Unfortunately, customer service concerns won’t be the only pressure placed on health care workers. They will have to be much more computer literate and flexible in their job duties.
"Employees are going to have to be good at doing two things that are critical in a technology environment and in a health care environment," he says. This advice will sound familiar to health information management personnel, he notes. "One is managing vast amounts of clinical and financial information, and then inputting and making the information usable. The second is transmitting that information to many different sources both within the health system and outside the health system."
That information intensity is going to be critical in the future of the health care world, Blum says. "Everyone is going to have to step up to the plate and develop technology skills they may not currently have." The health care workers of the future also are going to need to become capable of handling multiple tasks. "They are going to have to do more with less and work effectively across departments," Blum says.
Employees such as those in the HIM department will need to be willing to deal with customers who are outside the hospital system. "The HMOs and the community are going to want to be part of the storyline. Employees will have to be flexible, adaptive to change, and able to work well in cross-functional teams."

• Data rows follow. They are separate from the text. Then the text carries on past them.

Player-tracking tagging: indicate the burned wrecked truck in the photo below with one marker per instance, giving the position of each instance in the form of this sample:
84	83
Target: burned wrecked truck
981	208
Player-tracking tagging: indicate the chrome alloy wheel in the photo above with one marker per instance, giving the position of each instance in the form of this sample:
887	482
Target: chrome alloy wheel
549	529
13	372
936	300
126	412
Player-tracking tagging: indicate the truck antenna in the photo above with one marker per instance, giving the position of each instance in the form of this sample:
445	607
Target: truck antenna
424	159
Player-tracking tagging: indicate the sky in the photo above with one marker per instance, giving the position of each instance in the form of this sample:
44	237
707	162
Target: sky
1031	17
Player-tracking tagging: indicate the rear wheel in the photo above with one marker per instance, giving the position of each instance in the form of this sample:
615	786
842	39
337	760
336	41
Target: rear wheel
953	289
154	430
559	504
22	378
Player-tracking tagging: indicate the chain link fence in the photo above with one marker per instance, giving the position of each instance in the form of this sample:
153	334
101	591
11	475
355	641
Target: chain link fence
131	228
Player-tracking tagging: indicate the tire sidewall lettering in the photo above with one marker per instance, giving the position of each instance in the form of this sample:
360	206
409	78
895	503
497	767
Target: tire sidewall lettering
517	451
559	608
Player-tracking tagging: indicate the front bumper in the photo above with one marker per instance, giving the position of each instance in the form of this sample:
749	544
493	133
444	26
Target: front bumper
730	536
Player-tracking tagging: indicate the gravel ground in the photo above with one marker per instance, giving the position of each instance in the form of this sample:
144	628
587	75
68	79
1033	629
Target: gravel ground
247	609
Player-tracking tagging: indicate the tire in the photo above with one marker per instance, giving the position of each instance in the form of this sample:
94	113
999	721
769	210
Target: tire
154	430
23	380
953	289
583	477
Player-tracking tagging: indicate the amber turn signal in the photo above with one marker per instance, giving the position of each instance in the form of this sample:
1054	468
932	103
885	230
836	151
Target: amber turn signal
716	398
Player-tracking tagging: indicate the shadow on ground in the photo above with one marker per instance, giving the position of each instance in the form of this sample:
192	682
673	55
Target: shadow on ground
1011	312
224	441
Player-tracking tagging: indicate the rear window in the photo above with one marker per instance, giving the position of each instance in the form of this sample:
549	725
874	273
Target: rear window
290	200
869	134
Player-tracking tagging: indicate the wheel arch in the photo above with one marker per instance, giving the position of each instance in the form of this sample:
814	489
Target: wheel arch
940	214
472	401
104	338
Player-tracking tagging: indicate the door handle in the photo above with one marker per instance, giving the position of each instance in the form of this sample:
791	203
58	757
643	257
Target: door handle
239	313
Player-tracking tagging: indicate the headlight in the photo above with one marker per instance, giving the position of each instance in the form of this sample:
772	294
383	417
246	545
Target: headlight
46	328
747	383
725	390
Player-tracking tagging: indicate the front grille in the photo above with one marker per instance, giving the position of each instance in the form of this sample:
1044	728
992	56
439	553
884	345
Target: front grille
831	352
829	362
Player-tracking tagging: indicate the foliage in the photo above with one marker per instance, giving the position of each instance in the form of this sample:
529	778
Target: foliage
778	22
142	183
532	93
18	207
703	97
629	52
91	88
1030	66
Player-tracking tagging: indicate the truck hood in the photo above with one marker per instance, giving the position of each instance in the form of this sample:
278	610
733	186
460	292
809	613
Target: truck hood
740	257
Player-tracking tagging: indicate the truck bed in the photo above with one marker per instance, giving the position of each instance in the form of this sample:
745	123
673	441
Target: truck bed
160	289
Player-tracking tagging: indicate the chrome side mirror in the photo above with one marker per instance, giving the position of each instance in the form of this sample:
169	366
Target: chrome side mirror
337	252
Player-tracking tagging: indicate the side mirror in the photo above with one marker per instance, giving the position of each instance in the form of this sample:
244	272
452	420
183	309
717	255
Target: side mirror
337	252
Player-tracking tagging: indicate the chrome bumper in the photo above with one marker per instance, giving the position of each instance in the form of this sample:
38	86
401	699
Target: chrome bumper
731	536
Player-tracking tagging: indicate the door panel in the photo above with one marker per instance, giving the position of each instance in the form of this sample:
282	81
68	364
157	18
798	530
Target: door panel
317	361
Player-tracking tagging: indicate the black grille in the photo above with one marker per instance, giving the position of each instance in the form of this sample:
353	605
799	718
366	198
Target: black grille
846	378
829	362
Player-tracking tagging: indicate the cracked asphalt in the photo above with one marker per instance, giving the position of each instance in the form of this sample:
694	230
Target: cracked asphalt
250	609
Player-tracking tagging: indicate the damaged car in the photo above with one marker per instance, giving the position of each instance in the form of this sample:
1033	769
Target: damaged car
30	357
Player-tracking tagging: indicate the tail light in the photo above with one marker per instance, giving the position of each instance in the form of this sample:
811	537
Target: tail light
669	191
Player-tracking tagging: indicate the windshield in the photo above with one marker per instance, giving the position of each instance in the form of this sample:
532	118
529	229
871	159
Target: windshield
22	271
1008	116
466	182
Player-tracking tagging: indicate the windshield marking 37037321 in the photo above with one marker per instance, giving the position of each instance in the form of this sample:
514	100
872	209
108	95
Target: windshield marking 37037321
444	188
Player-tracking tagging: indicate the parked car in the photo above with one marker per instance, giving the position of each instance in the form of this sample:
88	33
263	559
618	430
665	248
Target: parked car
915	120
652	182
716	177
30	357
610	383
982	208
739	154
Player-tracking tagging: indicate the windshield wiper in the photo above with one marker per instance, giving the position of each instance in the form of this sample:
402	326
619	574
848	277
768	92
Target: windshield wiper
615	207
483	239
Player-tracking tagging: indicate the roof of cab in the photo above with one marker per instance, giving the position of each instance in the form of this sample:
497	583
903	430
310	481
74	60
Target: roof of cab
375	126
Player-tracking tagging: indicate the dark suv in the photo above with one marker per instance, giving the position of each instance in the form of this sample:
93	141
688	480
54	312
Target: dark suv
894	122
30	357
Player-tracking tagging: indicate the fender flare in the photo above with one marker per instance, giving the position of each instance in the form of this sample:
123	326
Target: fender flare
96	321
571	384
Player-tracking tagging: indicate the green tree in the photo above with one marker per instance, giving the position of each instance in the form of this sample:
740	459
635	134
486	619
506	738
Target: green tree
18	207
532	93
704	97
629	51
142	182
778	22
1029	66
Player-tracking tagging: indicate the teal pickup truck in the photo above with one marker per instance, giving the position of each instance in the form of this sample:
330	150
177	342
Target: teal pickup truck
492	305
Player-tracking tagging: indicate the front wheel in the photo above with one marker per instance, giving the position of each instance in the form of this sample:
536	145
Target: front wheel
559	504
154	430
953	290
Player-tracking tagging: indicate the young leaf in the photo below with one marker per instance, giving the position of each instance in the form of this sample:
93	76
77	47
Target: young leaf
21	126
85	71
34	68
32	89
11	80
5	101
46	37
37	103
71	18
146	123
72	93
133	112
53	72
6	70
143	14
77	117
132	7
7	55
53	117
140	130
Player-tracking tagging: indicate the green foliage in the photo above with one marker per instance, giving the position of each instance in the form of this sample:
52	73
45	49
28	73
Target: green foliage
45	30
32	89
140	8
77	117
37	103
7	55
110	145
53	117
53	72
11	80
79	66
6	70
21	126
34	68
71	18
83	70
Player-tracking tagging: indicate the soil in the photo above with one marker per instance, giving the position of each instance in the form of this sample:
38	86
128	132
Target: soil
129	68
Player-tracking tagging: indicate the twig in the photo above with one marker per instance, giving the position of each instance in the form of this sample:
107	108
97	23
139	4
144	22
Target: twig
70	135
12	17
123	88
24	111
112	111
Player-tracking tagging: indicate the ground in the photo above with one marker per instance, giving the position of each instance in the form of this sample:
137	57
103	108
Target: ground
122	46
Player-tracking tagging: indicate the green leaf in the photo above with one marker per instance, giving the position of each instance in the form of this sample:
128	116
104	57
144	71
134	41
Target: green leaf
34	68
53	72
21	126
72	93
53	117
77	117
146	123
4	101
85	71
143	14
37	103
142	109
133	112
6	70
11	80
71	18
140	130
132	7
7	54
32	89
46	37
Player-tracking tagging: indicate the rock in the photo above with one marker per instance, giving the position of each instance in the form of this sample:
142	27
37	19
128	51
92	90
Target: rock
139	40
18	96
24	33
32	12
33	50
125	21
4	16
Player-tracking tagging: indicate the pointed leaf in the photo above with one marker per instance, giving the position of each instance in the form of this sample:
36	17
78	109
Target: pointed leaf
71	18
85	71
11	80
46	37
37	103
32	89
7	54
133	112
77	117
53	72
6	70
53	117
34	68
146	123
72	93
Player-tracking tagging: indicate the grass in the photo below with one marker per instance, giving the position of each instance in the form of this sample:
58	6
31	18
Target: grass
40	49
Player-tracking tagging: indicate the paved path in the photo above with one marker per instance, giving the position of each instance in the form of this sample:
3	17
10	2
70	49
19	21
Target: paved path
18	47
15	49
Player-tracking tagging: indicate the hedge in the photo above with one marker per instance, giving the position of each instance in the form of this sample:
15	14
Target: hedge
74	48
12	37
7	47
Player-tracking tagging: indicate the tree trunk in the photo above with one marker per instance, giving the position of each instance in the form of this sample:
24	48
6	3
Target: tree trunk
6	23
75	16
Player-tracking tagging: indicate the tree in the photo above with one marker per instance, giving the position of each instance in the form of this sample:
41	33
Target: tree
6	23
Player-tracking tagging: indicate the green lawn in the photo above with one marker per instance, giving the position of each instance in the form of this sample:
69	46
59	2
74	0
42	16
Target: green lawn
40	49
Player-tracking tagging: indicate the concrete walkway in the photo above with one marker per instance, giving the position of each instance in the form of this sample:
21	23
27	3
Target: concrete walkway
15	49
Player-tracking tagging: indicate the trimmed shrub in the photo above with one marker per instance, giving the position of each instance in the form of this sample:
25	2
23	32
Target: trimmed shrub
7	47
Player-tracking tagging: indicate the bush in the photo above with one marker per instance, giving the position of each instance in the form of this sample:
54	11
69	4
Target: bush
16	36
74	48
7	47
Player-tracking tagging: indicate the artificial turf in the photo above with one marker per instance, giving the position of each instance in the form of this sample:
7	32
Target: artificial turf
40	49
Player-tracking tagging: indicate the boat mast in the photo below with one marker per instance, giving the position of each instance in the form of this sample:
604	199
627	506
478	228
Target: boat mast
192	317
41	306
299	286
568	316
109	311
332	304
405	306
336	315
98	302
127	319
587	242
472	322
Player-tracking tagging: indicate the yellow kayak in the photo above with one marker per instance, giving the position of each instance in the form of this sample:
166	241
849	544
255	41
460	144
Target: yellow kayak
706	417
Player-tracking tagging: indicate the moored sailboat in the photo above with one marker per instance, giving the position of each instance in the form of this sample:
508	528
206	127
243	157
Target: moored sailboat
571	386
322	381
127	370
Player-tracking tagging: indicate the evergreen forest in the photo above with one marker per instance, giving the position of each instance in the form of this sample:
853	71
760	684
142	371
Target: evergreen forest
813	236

If hospital personnel lack either customer service or computer skills, should hospitals hang out the "Help Wanted" sign? They should invest in their current employees first, Lutz says.
"Hospitals’ best bet is to retrain the workers they have. By doing that, they create a partnership with that work force, and don’t have to hire people on the open market during a tight labor time."
The HealthCast 2010 report makes several recommendations for preparing employees to adapt to technology and empowered patients:
• Use Web-based and computer-based training tools.
• Provide incentives to become multiskilled.
• Use flexible, competency-based compensation.
• Use technology to attract new staff.
• Design user acceptance into new systems integration efforts.
• Identify and mentor future leaders from the professions.
"Make your organization a service culture that rewards people for service and for class training and for working together as a team," Lutz says.